March is Brian Injury Awareness Month..

A CONCUSSION IS A BRAIN INJURY, GET THE FACTS!

Part One; MY STORY

December 20, 2000

I really do not have any memories of that day except for one. I was talking with one of the Nurses from the medical office I was working in. And I have no idea what we were talking about, but I do remember in great detail the sweater she had on that day. It was a gray sweater. With a beautiful, loose, crochet type pattern in it. Crazy, huh?

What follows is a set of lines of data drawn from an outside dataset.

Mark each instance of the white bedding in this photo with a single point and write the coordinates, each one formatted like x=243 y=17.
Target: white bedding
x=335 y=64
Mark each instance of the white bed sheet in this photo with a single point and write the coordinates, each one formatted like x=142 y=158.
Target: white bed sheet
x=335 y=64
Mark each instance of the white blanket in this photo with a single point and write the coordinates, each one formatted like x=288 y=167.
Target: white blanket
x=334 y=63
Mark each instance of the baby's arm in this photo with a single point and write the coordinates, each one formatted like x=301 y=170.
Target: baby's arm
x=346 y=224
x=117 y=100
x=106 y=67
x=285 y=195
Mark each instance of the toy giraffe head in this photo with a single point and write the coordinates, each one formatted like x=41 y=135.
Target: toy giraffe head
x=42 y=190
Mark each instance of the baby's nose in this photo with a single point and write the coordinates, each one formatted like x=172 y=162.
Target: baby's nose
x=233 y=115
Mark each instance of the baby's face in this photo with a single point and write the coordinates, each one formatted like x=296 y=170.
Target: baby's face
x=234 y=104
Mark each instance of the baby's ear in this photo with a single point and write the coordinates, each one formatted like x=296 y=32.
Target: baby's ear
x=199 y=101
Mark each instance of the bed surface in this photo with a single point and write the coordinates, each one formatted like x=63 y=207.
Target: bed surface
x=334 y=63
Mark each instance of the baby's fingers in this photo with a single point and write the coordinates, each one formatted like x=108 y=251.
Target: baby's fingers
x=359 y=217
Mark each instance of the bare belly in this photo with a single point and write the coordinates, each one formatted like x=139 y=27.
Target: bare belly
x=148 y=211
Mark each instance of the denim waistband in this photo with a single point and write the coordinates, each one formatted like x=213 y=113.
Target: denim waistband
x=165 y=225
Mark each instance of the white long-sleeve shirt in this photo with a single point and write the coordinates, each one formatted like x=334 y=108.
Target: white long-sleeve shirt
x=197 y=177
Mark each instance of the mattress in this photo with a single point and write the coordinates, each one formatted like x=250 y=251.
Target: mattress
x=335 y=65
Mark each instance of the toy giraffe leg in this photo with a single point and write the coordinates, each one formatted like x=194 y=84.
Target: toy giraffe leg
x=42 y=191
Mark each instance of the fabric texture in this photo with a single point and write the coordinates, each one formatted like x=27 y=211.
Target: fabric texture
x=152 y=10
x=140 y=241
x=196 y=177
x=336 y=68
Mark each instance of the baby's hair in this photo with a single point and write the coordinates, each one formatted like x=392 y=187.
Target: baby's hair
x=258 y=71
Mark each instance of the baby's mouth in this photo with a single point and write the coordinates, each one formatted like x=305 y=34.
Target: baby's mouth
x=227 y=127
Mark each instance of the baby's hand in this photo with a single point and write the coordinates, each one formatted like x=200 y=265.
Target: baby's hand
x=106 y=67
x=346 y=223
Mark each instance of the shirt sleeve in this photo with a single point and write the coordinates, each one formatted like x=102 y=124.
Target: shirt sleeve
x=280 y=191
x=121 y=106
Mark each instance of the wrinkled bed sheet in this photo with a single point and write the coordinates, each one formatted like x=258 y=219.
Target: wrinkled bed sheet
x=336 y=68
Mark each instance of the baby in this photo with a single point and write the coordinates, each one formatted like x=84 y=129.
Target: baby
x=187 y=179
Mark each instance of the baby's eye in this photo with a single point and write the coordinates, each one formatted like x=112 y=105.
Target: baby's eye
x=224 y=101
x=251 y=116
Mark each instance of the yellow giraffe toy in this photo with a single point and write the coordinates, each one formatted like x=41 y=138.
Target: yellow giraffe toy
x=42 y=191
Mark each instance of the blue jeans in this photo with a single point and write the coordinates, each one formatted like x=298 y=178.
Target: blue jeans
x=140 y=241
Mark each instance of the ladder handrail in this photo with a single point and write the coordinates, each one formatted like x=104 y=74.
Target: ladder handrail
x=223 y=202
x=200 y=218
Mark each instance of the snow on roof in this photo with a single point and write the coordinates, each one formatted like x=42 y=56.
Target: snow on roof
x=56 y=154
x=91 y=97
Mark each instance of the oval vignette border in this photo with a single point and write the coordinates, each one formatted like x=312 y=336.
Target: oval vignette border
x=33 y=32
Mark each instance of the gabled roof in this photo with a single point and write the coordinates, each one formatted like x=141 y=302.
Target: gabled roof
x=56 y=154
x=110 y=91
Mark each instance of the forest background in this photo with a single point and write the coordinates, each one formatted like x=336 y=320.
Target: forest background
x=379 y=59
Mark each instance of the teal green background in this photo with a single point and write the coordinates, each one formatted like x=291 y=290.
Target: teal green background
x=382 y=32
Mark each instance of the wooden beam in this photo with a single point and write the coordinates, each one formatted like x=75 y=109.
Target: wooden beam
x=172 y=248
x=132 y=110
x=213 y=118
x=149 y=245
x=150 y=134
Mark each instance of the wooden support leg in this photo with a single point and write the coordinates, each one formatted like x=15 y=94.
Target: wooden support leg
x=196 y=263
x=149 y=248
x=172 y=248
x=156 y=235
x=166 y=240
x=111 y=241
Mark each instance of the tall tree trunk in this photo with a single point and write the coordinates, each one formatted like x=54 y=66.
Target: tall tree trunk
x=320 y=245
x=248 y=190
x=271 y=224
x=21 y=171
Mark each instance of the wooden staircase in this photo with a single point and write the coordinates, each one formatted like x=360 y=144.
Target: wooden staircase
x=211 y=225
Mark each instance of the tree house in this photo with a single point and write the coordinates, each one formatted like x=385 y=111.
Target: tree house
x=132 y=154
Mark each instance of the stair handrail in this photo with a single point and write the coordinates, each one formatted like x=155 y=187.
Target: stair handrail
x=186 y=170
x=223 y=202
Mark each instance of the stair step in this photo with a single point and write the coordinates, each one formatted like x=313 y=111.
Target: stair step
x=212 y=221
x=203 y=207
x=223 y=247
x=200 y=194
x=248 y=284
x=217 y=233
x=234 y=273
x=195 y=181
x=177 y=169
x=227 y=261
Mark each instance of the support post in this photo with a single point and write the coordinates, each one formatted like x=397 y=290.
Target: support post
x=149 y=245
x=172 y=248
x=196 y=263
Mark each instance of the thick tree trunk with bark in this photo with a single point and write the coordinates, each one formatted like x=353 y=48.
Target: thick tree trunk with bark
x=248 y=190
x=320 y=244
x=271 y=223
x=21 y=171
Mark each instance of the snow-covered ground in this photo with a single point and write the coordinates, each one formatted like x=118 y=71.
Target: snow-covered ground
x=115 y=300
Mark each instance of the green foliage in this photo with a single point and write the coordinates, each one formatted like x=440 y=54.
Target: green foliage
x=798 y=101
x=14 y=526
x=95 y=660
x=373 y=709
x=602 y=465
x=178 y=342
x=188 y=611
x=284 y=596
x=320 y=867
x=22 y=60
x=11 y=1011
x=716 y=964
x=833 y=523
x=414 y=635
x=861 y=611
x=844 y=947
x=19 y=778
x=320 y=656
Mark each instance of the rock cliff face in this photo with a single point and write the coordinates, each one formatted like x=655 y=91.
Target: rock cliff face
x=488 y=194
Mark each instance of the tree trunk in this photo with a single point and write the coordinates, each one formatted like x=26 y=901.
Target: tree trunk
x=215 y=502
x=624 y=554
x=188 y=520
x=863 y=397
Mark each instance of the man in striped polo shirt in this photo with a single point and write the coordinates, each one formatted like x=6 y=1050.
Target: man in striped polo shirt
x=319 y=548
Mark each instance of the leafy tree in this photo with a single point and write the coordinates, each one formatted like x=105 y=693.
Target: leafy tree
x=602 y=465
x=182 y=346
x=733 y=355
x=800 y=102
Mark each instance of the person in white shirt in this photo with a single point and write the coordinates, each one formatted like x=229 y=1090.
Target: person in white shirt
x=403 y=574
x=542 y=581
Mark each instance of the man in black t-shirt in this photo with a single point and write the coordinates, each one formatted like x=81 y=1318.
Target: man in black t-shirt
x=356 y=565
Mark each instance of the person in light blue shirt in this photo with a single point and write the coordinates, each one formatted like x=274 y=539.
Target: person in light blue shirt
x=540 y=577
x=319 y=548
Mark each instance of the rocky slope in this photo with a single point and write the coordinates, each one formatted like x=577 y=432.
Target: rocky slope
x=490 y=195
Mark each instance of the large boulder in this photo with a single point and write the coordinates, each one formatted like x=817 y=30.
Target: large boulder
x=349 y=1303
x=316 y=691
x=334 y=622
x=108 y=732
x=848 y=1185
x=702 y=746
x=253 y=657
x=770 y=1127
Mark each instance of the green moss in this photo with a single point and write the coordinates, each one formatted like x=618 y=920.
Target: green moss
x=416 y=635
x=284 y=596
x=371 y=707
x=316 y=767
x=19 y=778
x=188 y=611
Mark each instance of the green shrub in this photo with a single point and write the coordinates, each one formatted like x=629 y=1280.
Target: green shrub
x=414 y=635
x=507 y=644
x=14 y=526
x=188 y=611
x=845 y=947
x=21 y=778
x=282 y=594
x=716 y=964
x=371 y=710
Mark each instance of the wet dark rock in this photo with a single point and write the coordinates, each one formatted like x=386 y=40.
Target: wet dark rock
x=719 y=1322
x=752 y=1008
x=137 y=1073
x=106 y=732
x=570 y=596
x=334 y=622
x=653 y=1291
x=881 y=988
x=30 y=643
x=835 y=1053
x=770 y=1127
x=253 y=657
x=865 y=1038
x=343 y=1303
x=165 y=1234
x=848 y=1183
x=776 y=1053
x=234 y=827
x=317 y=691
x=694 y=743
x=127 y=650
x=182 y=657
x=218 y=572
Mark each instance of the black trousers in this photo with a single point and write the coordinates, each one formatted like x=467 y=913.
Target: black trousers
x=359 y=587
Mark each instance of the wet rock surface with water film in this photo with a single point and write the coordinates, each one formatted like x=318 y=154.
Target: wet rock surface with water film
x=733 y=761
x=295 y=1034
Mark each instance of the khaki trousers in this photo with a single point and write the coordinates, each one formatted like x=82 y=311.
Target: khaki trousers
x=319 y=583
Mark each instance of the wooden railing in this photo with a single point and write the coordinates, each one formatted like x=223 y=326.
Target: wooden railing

What I do know has been told to me over and over by The Handsome Husband, several times. OK so it was more like every 5 minutes for the last 9 and a half years.

I went to work like any normal day. I had three small girls at that time. 10, 6, and 2. I worked full time as a medical coder and compliance officer for a multi-physician, multi-specialty, practice. I do know that I loved my job. I had recently become a certified coder, received the promotion I was working toward and feeling like I was on the right track.

I was working allot of hours at this point and Handsome Husband was trying to make sure I was giving myself the breaks I needed and would come eat lunch with me everyday. We would either head home or go over to the hospital cafeteria for lunch. On this day we went to the hospital, a choice I would have never imagined in a million years could alter the course of my life is such a profound way.

It was a typical Wyoming winter day. Cold, snowy, and iced over sidewalks. Now to say I posses the skill and grace of an Olympic skater would be a bold face lie. I am a klutz. I carried my second child, #15, though the winter and delivered at the end of December. I was not allowed to walk outside by myself for the last 4 weeks, DUH! So we went to lunch. Let me explain for you the walk over to the hospital. Icy sidewalk, did not take the time to put my boots on, wore heels. The sidewalk was on a downward slope toward the hospital. At the bottom of the slope was a metal drainage grate. It to was iced over. I am a prideful woman and did not accept HH's arm for assistance. So I slipped. And slid. And came to an abrupt stop at the grate. And fell. To my knee's, onto the elbows and then the face plant. I was EMBARRASSED. I tried to get up and fell again. Upon getting to my feet I promptly wanted to get inside and make sure I was OK. I was pissed about my glasses and the tear in the knees of my skirt and pantyhose, the hose they were new and HH said I threw a huge fit. But we went to lunch anyway. He said I was really loud, but I said I was fine. By the time we finished lunch and went back to the office I had a wicked headache. He took me back to my desk and left. Here is where I lose track being able to know for sure what happened.

I asked another nurse at the clinic for Tylenol for my headache. She sent me over to the ER and called human resources to file an accident report. All I have to go by now is the ER report. Upon arrival I was triaged, and became very combative. I could not tell them who my husband was. They figured out I was an employee and went to get my supervisor. She got a hold of HH. I displayed all the classic symptoms of head trauma. The CT scanner at our hospital was down. So I was sent to the hospital the next town over, about 40 miles, to have one done there. According to HH in the ambulance I told them I needed my Mom and Dad. I gave them the address from my childhood home, and even the phone number. We later found out it was the correct phone number from over 25 years earlier. I remember waking up in a hallway, strapped to a gurney with bloody gauze taped in several places on my arms. I thought I had been in a car accident. HH had to keep telling me I was OK, I fell, and everything was going to be all right. About every 3 minutes I would go through this with him he said. CT scan was negative. I was discharged from the ER back over in my town with a moderate concussion. They gave me a prescription for Tylenol-3 for the headache and told me I could go back to work in the next day or two. I carried those discharge papers with me for the next 6 weeks, like a drug addict carries her fix kit. I was my proof that somthing had happened. I was not going crazy. Cause the next 6 weeks were a living hell.

Comments

Julie said…
I never realized how hard it must have been for you. You are my hero and I miss having you around. You have overcome so much to be who you are now, and I admire that in you. Thank you for giving me a bit of the rest of the story.
Jessica said…
I've always wondered about how you got your head injury.